You are grieving and anger comes with that. Really, how involved were you in Moms prognosis? As said stage 4 cancer there is little hope for survival. And the pain! There is no way your Mom didn't feel pain. And who was in charge of Moms care? If she was lucid enough, she was. She determined how much pain meds she needed. Alva, an RN, can confirm this, there comes a time when the body, no matter how much oxygen is given, doesn't absorb it. The cells that are suppose to be carrying it throughout the body just can't do their job anymore. An the antipsychotic drugs, when the brain does not get enough oxygen, it hallucinates and if these hallucinations are causing anxiety, then meds are given.

Hospice has nothing to do with what happens to the body after it dies.
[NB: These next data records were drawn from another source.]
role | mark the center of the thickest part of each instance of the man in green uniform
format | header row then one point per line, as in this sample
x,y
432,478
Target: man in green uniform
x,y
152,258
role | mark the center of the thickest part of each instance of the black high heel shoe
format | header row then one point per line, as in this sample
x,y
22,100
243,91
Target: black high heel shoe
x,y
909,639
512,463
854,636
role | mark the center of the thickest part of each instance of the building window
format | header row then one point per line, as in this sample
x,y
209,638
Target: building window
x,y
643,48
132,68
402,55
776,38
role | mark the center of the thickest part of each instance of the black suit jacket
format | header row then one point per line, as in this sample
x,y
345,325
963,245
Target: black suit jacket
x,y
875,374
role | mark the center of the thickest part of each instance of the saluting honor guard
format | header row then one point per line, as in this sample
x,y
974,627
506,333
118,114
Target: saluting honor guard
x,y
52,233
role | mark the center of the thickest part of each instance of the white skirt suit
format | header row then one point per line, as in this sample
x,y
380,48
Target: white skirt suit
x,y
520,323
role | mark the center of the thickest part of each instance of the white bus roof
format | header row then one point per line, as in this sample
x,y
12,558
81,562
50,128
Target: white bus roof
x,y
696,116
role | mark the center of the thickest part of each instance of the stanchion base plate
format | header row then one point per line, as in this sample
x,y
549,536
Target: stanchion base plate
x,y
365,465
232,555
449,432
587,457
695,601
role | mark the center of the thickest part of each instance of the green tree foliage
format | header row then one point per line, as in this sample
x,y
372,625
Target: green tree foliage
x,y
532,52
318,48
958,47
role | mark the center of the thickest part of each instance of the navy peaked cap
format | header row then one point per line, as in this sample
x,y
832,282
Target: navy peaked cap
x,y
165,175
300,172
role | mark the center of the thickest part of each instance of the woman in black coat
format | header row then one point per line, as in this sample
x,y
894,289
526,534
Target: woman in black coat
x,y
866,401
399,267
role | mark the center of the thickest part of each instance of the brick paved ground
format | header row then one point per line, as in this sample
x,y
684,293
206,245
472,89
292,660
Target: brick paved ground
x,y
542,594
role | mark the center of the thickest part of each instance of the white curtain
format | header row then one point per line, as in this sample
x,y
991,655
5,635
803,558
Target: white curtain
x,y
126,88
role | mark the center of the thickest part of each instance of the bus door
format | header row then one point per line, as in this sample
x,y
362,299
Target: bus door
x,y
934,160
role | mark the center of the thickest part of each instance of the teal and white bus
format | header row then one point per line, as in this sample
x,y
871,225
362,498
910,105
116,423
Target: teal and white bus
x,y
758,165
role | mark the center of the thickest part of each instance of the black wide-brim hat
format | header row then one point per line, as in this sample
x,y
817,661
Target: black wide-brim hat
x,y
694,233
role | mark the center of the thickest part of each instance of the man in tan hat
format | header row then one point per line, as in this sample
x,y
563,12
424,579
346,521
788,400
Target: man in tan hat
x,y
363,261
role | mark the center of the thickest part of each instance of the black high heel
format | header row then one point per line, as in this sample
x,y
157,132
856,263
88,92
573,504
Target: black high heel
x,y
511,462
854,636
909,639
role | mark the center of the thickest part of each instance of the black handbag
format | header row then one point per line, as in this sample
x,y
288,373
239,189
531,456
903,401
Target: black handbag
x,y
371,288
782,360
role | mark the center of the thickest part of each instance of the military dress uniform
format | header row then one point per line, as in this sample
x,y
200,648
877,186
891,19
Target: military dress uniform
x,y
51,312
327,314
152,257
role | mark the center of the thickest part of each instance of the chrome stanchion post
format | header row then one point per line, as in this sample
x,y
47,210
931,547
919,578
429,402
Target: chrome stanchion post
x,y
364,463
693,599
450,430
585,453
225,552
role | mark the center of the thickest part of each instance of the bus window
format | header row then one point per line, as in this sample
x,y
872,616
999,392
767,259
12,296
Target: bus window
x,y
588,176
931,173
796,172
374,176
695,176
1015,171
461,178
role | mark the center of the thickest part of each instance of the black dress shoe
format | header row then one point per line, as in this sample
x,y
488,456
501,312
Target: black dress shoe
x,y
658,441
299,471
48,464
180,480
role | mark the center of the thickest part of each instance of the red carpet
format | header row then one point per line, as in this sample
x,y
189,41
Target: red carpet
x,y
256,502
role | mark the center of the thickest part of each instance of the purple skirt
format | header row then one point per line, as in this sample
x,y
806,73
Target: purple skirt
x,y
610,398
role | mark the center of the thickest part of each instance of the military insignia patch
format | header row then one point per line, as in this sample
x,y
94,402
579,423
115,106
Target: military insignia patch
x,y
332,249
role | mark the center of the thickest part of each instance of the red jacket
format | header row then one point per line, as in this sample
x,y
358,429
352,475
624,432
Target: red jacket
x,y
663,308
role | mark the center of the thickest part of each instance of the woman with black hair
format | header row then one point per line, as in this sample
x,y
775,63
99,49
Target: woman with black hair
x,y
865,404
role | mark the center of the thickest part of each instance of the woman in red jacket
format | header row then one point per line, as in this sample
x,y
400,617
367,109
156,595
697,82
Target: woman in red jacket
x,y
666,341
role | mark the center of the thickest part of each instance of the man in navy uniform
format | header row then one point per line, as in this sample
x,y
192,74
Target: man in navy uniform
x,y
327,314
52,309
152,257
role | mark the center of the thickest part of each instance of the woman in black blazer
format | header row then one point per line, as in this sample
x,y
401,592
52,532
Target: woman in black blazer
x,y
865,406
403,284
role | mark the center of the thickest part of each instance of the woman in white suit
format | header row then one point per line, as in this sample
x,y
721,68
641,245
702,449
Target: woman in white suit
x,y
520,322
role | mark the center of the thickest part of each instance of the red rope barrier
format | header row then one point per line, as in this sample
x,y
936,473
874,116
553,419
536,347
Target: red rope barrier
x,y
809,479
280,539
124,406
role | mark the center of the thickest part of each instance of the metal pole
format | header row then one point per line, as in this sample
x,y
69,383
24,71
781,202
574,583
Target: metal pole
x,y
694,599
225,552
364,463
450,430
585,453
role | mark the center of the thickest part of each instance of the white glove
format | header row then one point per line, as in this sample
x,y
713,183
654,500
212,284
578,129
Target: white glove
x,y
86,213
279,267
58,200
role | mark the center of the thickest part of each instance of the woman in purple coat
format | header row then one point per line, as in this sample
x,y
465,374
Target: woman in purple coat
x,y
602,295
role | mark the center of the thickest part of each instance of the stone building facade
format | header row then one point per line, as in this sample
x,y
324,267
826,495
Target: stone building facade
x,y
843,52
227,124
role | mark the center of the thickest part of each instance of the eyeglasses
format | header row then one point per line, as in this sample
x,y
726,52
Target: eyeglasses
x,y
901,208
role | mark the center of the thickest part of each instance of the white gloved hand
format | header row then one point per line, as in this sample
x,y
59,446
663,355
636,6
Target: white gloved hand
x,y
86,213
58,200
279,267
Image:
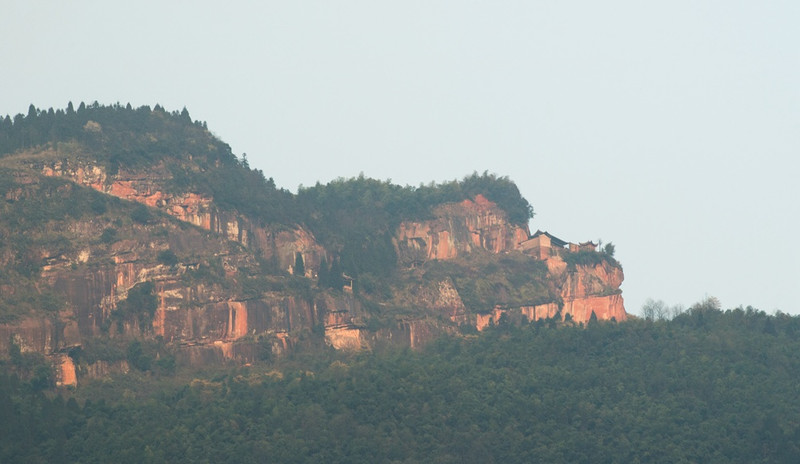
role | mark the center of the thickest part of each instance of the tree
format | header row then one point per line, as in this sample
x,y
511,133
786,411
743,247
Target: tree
x,y
299,266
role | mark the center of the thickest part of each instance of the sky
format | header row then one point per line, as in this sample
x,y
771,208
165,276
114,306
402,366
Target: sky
x,y
671,129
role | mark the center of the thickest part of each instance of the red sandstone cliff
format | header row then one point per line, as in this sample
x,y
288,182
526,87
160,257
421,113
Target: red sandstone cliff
x,y
151,187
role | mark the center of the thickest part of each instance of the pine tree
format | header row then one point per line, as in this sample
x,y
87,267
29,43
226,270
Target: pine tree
x,y
299,266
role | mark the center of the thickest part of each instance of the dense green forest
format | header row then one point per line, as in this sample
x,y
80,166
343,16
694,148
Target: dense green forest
x,y
707,386
353,218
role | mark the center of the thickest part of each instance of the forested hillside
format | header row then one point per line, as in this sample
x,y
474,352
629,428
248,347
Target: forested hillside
x,y
708,386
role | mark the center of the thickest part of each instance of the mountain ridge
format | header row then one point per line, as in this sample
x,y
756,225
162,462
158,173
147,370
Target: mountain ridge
x,y
215,249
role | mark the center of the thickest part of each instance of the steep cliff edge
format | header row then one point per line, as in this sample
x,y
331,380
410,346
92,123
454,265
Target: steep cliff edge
x,y
116,237
566,289
154,187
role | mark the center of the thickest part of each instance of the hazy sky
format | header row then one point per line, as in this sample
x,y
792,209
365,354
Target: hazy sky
x,y
670,128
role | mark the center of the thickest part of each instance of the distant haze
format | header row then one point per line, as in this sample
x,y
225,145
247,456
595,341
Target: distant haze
x,y
669,128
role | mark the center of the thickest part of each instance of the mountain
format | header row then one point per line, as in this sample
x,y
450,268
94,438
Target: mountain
x,y
135,239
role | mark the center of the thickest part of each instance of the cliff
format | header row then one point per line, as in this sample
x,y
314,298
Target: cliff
x,y
118,237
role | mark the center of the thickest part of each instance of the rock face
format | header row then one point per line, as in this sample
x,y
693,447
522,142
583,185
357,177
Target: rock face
x,y
150,187
461,228
458,228
210,322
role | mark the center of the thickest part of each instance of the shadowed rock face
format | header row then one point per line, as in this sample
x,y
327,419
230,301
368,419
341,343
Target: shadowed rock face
x,y
210,322
458,229
471,225
151,188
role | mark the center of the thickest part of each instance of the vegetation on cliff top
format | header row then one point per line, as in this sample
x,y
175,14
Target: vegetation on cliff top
x,y
351,217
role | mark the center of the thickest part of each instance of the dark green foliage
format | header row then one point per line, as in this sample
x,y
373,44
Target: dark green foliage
x,y
299,266
484,281
630,392
139,306
109,235
588,258
357,217
141,214
167,257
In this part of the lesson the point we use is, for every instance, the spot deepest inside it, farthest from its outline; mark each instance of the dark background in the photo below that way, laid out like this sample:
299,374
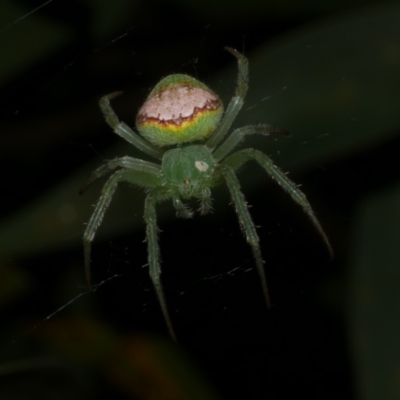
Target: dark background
327,73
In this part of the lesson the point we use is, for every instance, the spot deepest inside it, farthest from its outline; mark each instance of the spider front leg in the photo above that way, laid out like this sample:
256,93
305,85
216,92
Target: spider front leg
238,159
236,102
135,171
96,218
150,216
123,130
247,225
147,167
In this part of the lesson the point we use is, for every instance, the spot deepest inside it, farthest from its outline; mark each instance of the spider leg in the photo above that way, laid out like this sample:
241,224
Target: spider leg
123,130
138,174
236,102
238,134
123,162
237,159
205,201
153,197
247,225
97,216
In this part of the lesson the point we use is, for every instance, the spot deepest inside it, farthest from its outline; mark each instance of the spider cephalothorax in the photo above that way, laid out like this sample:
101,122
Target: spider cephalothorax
179,111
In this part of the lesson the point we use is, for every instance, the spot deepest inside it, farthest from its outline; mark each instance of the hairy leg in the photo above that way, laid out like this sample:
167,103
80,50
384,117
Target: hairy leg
123,130
236,102
238,159
150,216
247,225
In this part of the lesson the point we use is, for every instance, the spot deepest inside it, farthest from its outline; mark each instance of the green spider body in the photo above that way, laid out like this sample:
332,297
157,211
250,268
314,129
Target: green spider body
188,171
178,111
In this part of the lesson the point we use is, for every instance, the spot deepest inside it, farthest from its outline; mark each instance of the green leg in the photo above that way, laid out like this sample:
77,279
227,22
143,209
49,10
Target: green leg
134,164
247,225
238,159
123,130
153,197
236,102
136,173
96,218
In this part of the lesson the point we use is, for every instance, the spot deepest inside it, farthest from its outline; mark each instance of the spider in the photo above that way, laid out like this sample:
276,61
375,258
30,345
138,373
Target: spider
179,114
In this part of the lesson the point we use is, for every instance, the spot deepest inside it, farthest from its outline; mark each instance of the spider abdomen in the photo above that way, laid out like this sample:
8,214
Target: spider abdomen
178,110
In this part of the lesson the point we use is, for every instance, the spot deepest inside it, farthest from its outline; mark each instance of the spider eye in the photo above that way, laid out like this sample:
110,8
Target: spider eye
179,109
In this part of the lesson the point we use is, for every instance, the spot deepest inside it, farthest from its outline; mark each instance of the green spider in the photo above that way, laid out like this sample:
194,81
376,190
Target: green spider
178,111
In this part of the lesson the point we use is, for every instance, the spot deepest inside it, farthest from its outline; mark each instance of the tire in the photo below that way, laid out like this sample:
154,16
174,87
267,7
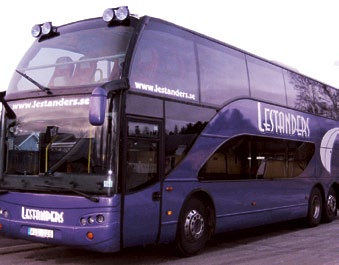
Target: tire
193,228
330,206
315,206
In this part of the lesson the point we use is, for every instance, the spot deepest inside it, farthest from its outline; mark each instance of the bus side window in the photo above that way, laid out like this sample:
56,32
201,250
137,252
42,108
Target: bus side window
141,163
254,157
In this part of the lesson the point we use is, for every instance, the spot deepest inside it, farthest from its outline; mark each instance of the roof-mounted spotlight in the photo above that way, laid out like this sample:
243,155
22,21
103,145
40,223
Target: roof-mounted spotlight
43,29
115,14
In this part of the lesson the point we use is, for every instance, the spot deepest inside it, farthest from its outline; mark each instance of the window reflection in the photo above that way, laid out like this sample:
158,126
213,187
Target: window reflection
183,124
251,157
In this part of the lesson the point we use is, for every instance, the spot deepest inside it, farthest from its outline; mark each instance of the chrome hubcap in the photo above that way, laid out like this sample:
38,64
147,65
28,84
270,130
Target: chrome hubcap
194,225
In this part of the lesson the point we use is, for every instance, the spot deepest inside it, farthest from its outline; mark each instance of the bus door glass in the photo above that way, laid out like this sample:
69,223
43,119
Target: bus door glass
141,208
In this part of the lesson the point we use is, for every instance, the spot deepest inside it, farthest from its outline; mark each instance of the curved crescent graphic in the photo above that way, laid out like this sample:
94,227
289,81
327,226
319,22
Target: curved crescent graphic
326,147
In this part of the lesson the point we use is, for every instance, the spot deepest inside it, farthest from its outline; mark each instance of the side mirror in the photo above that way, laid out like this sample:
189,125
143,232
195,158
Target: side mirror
97,106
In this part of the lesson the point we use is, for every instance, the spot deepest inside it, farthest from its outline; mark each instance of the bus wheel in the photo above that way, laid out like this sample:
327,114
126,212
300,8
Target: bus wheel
314,208
192,231
330,206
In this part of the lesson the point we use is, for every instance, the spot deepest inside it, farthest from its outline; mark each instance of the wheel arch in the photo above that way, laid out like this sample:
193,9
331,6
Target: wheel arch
208,202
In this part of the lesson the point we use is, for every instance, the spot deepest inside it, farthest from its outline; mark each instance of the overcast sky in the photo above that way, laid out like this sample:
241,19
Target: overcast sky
303,34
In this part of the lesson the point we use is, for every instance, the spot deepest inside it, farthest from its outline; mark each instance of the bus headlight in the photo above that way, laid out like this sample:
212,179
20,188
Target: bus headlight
43,29
117,14
36,31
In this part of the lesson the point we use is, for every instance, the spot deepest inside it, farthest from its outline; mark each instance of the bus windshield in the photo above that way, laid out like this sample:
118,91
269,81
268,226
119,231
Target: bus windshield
74,58
52,144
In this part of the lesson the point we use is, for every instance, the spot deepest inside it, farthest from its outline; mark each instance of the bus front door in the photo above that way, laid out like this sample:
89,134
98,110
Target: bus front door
142,198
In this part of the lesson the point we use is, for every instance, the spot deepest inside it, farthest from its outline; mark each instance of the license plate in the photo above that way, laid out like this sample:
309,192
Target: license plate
38,232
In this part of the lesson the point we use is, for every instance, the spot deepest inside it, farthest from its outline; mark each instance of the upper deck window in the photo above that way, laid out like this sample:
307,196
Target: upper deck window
164,63
223,73
74,58
266,81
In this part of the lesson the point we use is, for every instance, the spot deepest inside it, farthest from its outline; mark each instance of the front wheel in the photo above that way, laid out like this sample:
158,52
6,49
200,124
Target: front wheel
314,207
330,206
192,231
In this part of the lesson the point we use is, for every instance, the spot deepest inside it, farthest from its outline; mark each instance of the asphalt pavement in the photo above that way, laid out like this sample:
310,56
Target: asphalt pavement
9,245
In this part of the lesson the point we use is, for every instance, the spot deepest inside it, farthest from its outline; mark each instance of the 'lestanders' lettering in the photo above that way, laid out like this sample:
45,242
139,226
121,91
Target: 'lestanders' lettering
280,122
38,215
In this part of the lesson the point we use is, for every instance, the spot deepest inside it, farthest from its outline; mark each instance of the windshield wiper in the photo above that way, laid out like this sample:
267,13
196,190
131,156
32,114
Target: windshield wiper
87,196
41,87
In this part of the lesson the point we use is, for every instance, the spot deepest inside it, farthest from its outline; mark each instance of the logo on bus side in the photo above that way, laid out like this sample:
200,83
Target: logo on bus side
38,215
282,122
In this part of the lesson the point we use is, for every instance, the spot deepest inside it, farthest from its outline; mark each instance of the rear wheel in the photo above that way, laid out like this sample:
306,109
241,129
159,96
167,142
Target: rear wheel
330,206
314,207
192,231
What they have is information on the Funeral Home and they call them to pick up the body. Someone in your family had to tell the Funeral Director what they wanted. A regular service or cremation of the body. Hospice nor the AL make burial decisions.

Hospice means comfort care. It means the person wants no extreme measures to save their life. No doctor visits, no hospital visits, no immunology treatments. Just comfort care. And, morphine is given for ease if breathing not just pain. If your Mom was competent then she had to sign off for the care. If not, then her DPOA would have to sign off.

I have a feeling you weren't the one making the decisions for Moms care. I also have a feeling you may not have been told how serious her condition was. Or, you were in denial?

I think your anger is misplaced. Be angry that she died but don't be angry at Hospice because they didn't do what you felt was needed. And don't be angry at the person that had to make the decisions. That person made decisions based on the information they received. Unless Mom was incompetent, she had to make the decision to have Hospice come in and by doing that she new her days were numbered.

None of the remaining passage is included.